Wanting to implement further changes and add the weapons components he had learned under Tokimune to the Takumakai's largely weaponless system while leaving other Takumakai teachers to feel comfortable teaching in their traditional way Okabayashi Shōgen formed a separate branch school within the Takumakai organization in 1994 which he named the Hakuhōkai.

Of key important to Okabayashi's approach was a traditional concept of movement common to most koryū styles but not present in the teachings of most contemporary Daitō-ryū teachers. This concept was called 'hitoemi', and describes an idiosyncratic movement, readily seen in any Japanese period drama or koryū art, where the warrior class walk and perform techniques while lining their bodies up 'on one line' as they move forward. Okabayashi during his lengthy morning sessions acting uke, or receiver of techniques for Takeda noticed that his movements always seem to conform to this principle while other teachers, even those who had been taught by Tokimune did not always move so. When he asked the headmaster about this he reputedly replied obliquely saying "The secret of Daitō-ryū is to be found in our sword. Study the sword movements and you will find the answers. " As the koryū sword movements were based upon hitoemi Okabayashi took this to mean that he was moving in the right direction with his practise.

==The Formation of the Hakuhō-ryū Aiki Budō==
Witnessing the growing pains and still feeling constrained by the Takumakai system which had strict rules concerning what techniques could be shown to students of different levels Okabayashi decided to form his system in 2002 in which, unusually, he decided not to use the Daitō-ryū name at all.

As there had been a power struggle over succession after the death of the headmaster between Kondo Katsuyuki and some of the Hokkaidō based Daitokan teachers who had been present while he trained at the headquarters, and with groups like the Saigo-ha and Nakamura-ha, having questionable links to Daitō-ryū making claims concerning the art, Okabayashi chose to avoid explanations and comparisons to other groups and just continue to teach the techniques he had learned from Hisa and Tokimune under a new name; the Hakuhō-ryū or 'White Phoenix School'.

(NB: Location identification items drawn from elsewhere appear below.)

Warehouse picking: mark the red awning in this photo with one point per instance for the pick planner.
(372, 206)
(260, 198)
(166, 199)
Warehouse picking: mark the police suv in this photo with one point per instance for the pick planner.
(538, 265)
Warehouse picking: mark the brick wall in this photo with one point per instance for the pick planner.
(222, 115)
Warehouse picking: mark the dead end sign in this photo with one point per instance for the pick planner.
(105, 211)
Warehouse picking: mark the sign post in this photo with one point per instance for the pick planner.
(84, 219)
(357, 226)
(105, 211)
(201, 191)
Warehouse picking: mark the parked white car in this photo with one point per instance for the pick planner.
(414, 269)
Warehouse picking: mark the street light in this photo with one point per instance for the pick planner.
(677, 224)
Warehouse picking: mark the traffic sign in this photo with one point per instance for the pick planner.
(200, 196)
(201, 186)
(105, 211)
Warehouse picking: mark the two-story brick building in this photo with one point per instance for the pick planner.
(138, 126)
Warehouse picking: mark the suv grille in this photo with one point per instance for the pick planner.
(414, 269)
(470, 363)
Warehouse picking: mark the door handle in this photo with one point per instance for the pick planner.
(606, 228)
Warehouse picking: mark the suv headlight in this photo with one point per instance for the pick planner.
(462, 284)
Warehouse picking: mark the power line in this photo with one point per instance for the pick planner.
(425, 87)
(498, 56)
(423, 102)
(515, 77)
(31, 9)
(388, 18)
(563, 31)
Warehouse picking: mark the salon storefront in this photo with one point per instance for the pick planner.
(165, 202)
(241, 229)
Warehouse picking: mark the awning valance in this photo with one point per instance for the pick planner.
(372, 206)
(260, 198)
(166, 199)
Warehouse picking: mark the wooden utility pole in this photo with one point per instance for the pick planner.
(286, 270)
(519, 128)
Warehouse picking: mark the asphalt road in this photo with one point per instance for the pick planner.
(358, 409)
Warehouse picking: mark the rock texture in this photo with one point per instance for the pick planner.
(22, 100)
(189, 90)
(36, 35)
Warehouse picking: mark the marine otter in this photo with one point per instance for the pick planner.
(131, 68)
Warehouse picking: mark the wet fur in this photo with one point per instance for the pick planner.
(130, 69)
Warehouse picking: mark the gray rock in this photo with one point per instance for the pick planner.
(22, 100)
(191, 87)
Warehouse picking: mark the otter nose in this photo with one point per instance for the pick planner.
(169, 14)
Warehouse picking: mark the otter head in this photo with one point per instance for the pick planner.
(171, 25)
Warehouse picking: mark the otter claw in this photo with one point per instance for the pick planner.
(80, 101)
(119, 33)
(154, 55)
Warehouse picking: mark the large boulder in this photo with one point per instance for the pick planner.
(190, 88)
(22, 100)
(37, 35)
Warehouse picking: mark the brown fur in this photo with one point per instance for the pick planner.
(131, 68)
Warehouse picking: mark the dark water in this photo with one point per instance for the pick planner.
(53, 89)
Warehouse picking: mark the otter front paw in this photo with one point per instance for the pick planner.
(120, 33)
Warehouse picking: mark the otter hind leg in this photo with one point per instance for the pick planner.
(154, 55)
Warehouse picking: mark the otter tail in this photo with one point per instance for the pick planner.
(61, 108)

Like an ancient Phoenix being reborn from the ashes anew, Okabayashi took the opportunity to reveal the koryū movements within the contemporary techniques of Daitō-ryū. He also wished to introduce what were considered more advanced portions of the art at an earlier stage in training to foster quicker learning of essential concepts and to introduce a scientific method to explain how traditional techniques function.